J’entends dans les binômes :
« On ne se parle plus de nos patient; on n’a plus le temps de se parler »,
ou encore :
– «Désolé (e) je n’ai pas le temps de travailler sur la Fiche, je remplis le dossier informatique »

La Fiche ne fait plus médiateur pour les 2 membres des binômes, seul le référent (médecin ou psychologue) continue à la remplir. Le temps passé à 2 pour penser dans l’après-coup est embolisé par l’informatique.

Je remarque aussi qu’en réunion clinique, la notion d’ « hypothèse de crise » se dilue, se perd. Ainsi, notre travail d’élaboration se modifie en perdant de sa spécificité. Notre pensée serait-elle contaminée par le consensus au détriment de la problématique du sujet? L’élaboration et la conflictualisation, socles de notre travail, sont mis à mal par un langage protocolaire devenu maître à l’hôpital et qui fait appel à une rhétorique réductrice : le DARE, Diagnostique-Action-Réaction-Evaluation.
Le DARE ou comment évacuer le sens et la question du sujet (soigné comme soignant).

La logique de notre modernité avec son « risque zéro » et l’évaluation à tout va, sature tout espace. Sans vacuité, quelle place pour l’inattendu et pour que se déploie la chaine signifiante du sujet ?
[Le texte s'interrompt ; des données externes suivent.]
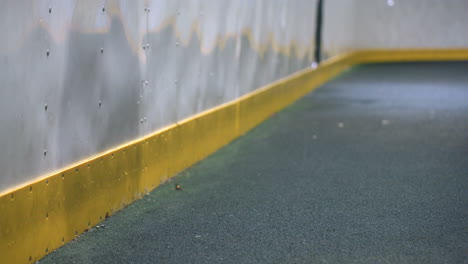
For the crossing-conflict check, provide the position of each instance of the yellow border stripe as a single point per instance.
(41, 216)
J’entends : « Autant supprimer la fiche minimum, elle ne sert plus à rien »
[interligne ici] 3-Finalement :

-« Nous supprimons la fiche minimum, elle n’a plus de sens. Elle demande trop de temps et d’énergie »
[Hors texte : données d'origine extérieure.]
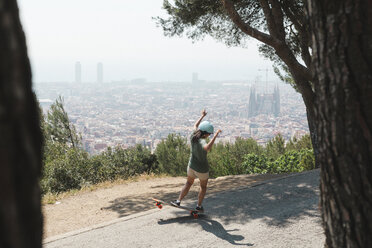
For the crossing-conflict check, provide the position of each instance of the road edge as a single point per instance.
(148, 212)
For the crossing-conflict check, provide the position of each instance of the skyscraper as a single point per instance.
(77, 72)
(100, 73)
(195, 79)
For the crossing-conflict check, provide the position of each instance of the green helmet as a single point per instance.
(206, 126)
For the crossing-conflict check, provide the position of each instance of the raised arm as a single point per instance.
(208, 147)
(196, 125)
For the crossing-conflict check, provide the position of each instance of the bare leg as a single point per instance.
(203, 190)
(186, 188)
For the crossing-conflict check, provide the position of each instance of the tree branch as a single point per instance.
(304, 39)
(244, 27)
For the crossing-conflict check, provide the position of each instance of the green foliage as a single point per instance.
(275, 147)
(291, 161)
(173, 155)
(254, 163)
(297, 144)
(226, 159)
(67, 166)
(57, 126)
(294, 161)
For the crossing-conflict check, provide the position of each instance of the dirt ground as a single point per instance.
(101, 205)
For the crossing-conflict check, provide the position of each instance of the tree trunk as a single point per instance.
(21, 139)
(342, 51)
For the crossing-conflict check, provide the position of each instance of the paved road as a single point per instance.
(278, 213)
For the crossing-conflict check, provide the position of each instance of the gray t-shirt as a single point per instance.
(198, 158)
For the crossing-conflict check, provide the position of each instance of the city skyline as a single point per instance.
(128, 49)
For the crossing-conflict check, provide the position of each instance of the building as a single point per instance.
(77, 72)
(264, 103)
(100, 73)
(195, 79)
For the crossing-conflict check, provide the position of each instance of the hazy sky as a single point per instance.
(122, 35)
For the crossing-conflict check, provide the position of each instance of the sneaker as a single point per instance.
(200, 209)
(176, 203)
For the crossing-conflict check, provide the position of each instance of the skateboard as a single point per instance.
(160, 203)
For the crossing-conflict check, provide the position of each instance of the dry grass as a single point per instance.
(52, 198)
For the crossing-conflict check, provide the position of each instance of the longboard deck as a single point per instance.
(160, 203)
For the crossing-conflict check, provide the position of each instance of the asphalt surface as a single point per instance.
(277, 213)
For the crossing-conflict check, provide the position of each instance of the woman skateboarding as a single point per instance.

Ainsi un outil, marque de spécificité, disparait. Un outil qui fait tiers là ou nous pourrions être happé par un fonctionnement dans l’indifférenciation et la complétude ; fonctionnement sous- tendu par un discours scientifique laissant croire à l’existence d’Une Vérité. La norme devient le référentiel, saturant tout espace de pensée et de conflictualisation.

Je conclurai par cela :
Ce n’est pas tant l’outil en lui même qui est important (ici « La Fiche ») que ce qu’il représente d’une manière de concevoir la vie psychique et le soin. Que « La Fiche » disparaisse n’est pas une fin en soi, si les soignants continuent à inventer, à accueillir l’inattendu de la rencontre, à entendre les formations de l’inconscient, s’ils continuent à soutenir du manque, à laisser place à ce qui pourrait advenir du sujet.